While back on Hulu, I could complete my survey of Virginie Efira films with Benedetta (MC-75), in which the pervy 83-year-old Paul Verhoeven purveys another piece of sleaze and cheese.  It’s redeemed by a surprisingly accurate recounting of an Italian nun in early 1600s Italy, who parlayed stigmata and mystical Bride of Christ visions into becoming abbess of her convent by 30 and a political force, especially as the plague encroached on her town.  When a papal nuncio came for an investigation, a contemporary court report provided a window into the time.  But Verhoeven peeps through for the testimony on lesbian nuns, which he is happy to portray in lascivious softcore detail, along with other provocations, as a master of trash with flash.  But who am I to complain about Ms. Efira playing her scenes in the altogether? 
 
I never saw an episode of Everybody Loves Raymond but was a fan of Men of a Certain Age, so I was inclined to give the benefit of the doubt to Ray Romano’s debut as a feature film director, Somewhere in Queens (MC-61), despite the substandard Metacritic rating. The milieu of an outer-borough Italian-American family, a story line about a high school basketball player’s hopes for a college scholarship, and the presence of Laurie Metcalf as the boy’s mother were enough to tip me into watching.  Those ingredients, and the rest of the acting, made for a pleasant if lightweight entertainment, with hints of deeper character development, as Romano’s schlemiel (what’s the counterpart in Italian?) of a father, trying to live through his son’s athletic prowess, flirts with the dark side on several fronts.  The film pulls its punches for a more platitudinous resolution, but I didn’t mind the company of this familiar family for an hour and a half.

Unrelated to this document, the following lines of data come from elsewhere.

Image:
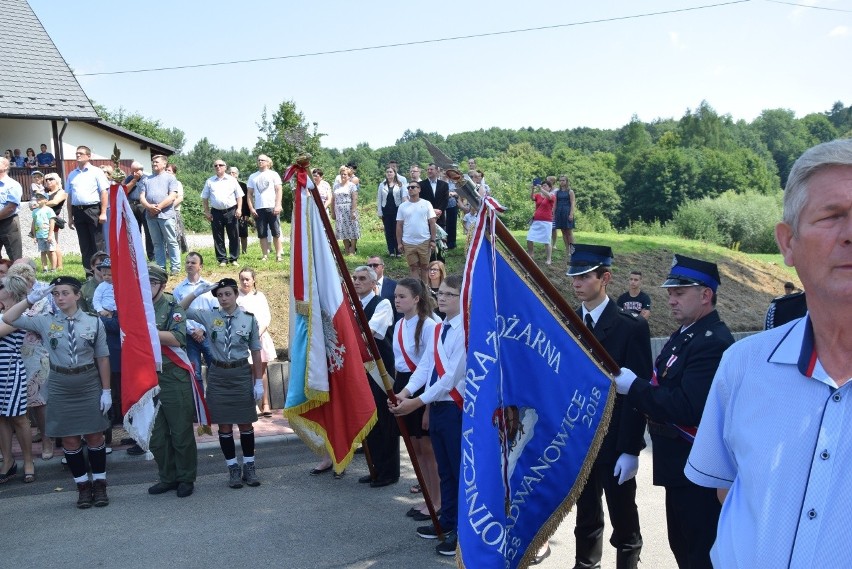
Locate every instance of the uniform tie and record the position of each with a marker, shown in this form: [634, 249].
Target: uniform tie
[228, 336]
[72, 342]
[445, 329]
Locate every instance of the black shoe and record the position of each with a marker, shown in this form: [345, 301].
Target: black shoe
[427, 532]
[162, 488]
[448, 546]
[420, 517]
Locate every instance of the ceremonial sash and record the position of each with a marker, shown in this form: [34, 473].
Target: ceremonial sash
[410, 364]
[178, 357]
[440, 357]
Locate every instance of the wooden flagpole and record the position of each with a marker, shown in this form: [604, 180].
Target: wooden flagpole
[374, 350]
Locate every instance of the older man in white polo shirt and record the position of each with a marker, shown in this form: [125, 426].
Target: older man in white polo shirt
[222, 198]
[10, 203]
[88, 195]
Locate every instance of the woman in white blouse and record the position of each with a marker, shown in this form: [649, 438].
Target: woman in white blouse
[390, 195]
[254, 301]
[412, 333]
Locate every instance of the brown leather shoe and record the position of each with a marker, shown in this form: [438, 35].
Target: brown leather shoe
[84, 499]
[99, 496]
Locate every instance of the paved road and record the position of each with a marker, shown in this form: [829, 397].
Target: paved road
[292, 520]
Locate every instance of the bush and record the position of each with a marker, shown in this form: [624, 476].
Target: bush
[593, 220]
[745, 222]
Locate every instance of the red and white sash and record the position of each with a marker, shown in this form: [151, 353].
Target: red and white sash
[440, 358]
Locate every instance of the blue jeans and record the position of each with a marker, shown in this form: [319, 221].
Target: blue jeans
[194, 351]
[164, 236]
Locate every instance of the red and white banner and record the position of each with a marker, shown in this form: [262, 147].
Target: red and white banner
[141, 357]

Sam Pollard is a documentarian to look for (MLK/FBI, Bill Russell:Legend) and his latest, The League (MC-77), certainly hit my sweet spot, with a vivid history of the pre-Jackie Robinson Negro baseball leagues.  Pollard interweaves the stories of subsequent Hall of Famers from Josh Gibson to Satchel Page, and lesser knowns like Rube Foster, with the social, economic, and civil rights implications of the parallel universe of “colored” players, not to criticize the integration of baseball but to contextualize it, to establish what was lost as well as what was gained.
Dawn Porter is another skilled and prolific documentarian, and her latest is The Lady Bird Diaries (MC-82).  With the narrative extracted from audiotapes Lady Bird Johnson made during her time in the White House, the first-person viewpoint is much enhanced by archival photos and footage, from an era lodged deep in my own memories, here recalled from the perspective of the LBJs (“Hey, hey, …”), adding a useful dimension in retrospect.
Joan Baez: I Am a Noise (MC-75) is rather light on recorded performance, the better to allow Joanie to look back on her life and career, from the perspective of her Fare Thee Well tour just before Covid hit.  Embellished with old journal entries and artwork, as well as an evocative photographic record, her intimate ruminations portray a woman less comfortable in one-on-one relationships than in “one-on-two-thousand,” with a difficult family and romantic history, but a lifelong commitment to social justice, derived from a Quaker mother.  While I was never a particular fan, I appreciated this retrospect on a near-contemporary.
I paused my Hulu subscription after just enough of the 1600s Japanese epic Shogun (MC-85) to determine that whatever its merits, it wasn’t to my taste.  Dragons or no, one Game of Thrones was more than enough for me, and if I want to have a look into this particular period and place, there’s always Kurosawa or some other authentic Japanese director.   But I still consider Hulu to be the second-most essential streaming channel (after Criterion) and plan to return to it when the time comes to watch the whole third season of Welcome to Wrexham, due to start on 4/19.